Baseball has been a popular pastime since the 1840s, when journalists described it as a craze. It wasn't until the 1940s, however, that the sport truly gained traction. Joe DiMaggio's fifty-six game batting streak was a major factor in its rise to fame. The country was in the midst of a war, and people needed an escape.

The All-American Women's Professional Baseball League was founded, and attendance at girls' games increased until there was little distinction between them and the men's games. Television also played a role in baseball's popularity. Nighttime games became more common, and schedules were conditioned by broadcasting. Today, baseball is still considered America's pastime and is one of the most popular sports in the United States. In the 1880s, before racial segregation became the norm, black players competed with whites in professional baseball. The opening of the baseball training season marked the arrival of spring, playing in the regular season meant summer, and the World Series marked the arrival of fall.

The first known American reference to baseball appears in a 1791 municipal regulation in Pittsfield, Massachusetts. Abner Doubleday is often credited with inventing baseball in Cooperstown, New York during the summer of 1839. Baseballs were expensive at this time, so a single ball was often used for an entire game. Irish and German Americans excelled both in baseball and other commercial entertainment venues. Attendance as a percentage of population declined at all levels of baseball, and hundreds of semi-professional and amateur teams withdrew. The history of baseball in Canada has remained closely linked to that of sports in the United States. In the 1990s, player strikes, free agency, disparities in competition, and rising costs added to major league baseball's problems.

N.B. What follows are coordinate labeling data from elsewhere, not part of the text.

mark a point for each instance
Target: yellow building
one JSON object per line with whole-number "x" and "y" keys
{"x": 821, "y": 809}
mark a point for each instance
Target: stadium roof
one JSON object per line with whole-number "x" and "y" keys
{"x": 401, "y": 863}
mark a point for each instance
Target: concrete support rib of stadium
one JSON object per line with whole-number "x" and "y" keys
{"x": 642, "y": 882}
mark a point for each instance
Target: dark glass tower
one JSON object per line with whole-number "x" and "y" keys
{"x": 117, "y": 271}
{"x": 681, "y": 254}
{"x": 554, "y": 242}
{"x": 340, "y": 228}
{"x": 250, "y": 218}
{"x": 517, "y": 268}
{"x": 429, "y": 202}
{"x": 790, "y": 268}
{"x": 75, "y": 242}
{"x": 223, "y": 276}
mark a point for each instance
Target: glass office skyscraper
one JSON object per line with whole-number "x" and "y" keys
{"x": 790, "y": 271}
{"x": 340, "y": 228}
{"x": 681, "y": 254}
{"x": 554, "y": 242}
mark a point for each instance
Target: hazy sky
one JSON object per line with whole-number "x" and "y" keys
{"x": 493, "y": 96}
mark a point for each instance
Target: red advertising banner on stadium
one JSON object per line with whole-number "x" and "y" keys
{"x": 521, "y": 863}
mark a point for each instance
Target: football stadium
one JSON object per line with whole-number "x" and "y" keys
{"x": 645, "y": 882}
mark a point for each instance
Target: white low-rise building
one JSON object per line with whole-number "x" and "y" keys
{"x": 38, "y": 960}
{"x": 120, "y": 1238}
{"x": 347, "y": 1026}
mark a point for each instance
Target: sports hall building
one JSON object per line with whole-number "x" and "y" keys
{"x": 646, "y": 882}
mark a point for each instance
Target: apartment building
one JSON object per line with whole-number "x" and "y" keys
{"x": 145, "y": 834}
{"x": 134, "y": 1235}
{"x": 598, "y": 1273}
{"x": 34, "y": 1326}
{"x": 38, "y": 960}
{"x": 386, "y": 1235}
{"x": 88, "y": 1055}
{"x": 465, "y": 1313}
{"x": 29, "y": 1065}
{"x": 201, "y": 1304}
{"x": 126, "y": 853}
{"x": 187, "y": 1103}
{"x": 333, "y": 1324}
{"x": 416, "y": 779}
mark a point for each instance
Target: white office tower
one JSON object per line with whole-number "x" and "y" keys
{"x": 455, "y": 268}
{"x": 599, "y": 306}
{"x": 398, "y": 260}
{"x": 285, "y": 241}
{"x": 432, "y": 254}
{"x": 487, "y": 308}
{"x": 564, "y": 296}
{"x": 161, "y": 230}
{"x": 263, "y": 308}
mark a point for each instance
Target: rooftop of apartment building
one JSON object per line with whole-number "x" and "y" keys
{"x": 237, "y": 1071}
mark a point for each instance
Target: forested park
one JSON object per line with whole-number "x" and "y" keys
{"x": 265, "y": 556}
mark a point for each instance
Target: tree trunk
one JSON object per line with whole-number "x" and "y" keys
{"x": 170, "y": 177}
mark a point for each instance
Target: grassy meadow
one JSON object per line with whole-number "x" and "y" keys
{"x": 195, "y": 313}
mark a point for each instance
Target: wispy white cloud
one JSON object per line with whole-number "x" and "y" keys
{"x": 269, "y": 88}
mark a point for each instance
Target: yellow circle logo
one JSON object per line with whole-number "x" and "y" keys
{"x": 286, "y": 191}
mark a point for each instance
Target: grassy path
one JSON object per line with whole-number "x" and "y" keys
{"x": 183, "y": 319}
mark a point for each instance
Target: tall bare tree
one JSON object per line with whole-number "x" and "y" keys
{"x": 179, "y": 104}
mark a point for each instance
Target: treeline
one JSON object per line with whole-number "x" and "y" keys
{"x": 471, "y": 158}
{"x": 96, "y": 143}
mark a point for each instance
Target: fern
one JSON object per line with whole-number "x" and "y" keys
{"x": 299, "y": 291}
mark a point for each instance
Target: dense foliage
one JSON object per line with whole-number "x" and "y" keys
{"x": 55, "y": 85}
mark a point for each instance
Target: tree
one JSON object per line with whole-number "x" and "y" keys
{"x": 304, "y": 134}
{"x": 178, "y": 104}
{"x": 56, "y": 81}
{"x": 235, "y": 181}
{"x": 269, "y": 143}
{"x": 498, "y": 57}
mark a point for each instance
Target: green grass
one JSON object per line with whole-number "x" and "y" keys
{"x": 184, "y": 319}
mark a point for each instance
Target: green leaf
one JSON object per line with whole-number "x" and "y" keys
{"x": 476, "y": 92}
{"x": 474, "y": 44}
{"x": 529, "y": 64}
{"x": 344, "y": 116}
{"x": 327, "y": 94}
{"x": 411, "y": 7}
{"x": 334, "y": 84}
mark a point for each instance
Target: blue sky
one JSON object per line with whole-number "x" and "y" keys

The unifying power of baseball in the United States became evident in the 1930s when a group of businessmen from Cooperstown established the National Baseball Hall of Fame and Museum. The first known reference to baseball is in a 1744 British children's publication. Around the middle of the 20th century, baseball's claim to be America's sport was based on more precarious grounds than before. Despite playing high-quality baseball, players often made various forms of antics that perpetuated stereotypes about blacks to attract spectators. In a country comprising many ethnic and religious groups without a monarchy or aristocracy, playing, watching and talking about baseball games became one of the great common denominators of the nation. Instead of researching its origins thoroughly, a commission asserted that Abner Doubleday had invented it in Cooperstown in 1839. The Knickerbocker rules were considered vague and were exploited due to their popularity.

Rosanne Fajardo
Rosanne Fajardo

Lifelong bacon evangelist. Professional pop culture expert. Extreme social media evangelist. Total food guru. Hardcore travel junkie. Extreme reader.